The pathological process of MF is effectively inhibited by MiR-489, and a key component of this mechanism, at least partially, involves regulation of the myd88/NF-κB pathway. Ginsenoside Re's ability to alleviate AMI and Ang-induced MF is at least partly due to its role in modulating the miR-489/myd88/NF-κB signaling pathway. Thus, miR-489 may be a suitable focus for anti-MF approaches, and ginsenoside Re might prove a helpful medication for managing MF.
QiShen YiQi pills (QSYQ), a Traditional Chinese Medicine (TCM) preparation, have a marked influence on the treatment of myocardial infarction (MI) patients within clinical practice. Further investigation into the molecular intricacies of QSYQ's regulation of pyroptosis following myocardial infarction is warranted. This research was therefore designed to discern the process by which the active agent in QSYQ functions.
The active constituents and common target genes of QSYQ, which intervene pyroptosis following myocardial infarction, were identified by integrating network pharmacology and molecular docking strategies. Thereafter, STRING and Cytoscape were employed to build a protein-protein interaction network, enabling the identification of potential active compounds. VX-770 Using molecular docking, the binding capacity of candidate compounds to pyroptosis proteins was determined.
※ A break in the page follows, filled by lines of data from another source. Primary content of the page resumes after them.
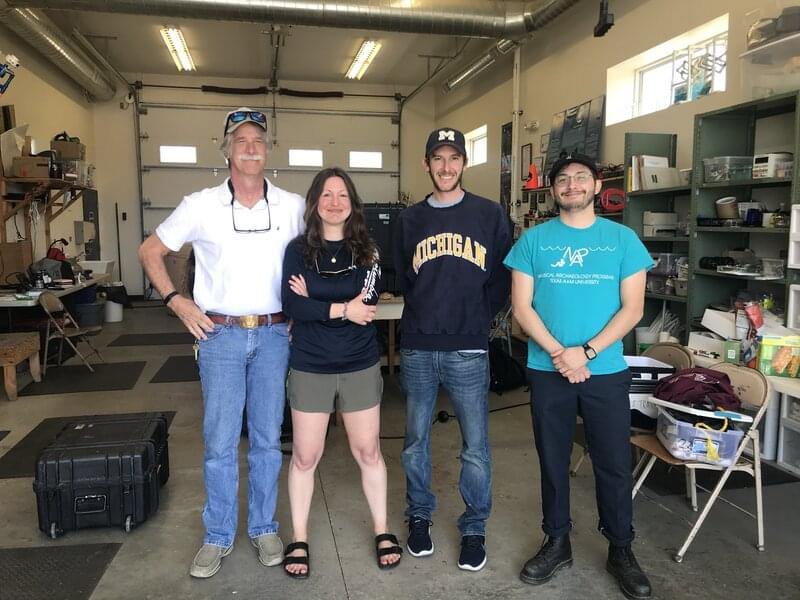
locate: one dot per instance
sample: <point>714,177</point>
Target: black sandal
<point>296,560</point>
<point>381,552</point>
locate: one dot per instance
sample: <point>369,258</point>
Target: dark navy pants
<point>603,403</point>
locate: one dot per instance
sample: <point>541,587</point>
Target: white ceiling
<point>132,44</point>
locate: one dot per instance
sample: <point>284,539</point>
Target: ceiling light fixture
<point>369,49</point>
<point>176,45</point>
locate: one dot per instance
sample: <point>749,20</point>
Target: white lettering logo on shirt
<point>572,257</point>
The protective effects and mechanisms of the candidate drug were assessed in oxygen-glucose deprivation (OGD) cardiomyocyte injury models.
Two candidates with drug-like properties were initially selected, and subsequent testing verified hydrogen bonding as the mechanism of binding between Ginsenoside Rh2 (Rh2) and the primary target High Mobility Group Box 1 (HMGB1). By mitigating OGD-induced H9c2 cell demise, 2M Rh2 demonstrably reduced inflammatory cytokines IL-18 and IL-1, possibly by quelling NLRP3 inflammasome activation, hindering p12-caspase-1 expression, and decreasing the amount of pyroptosis-related GSDMD-N.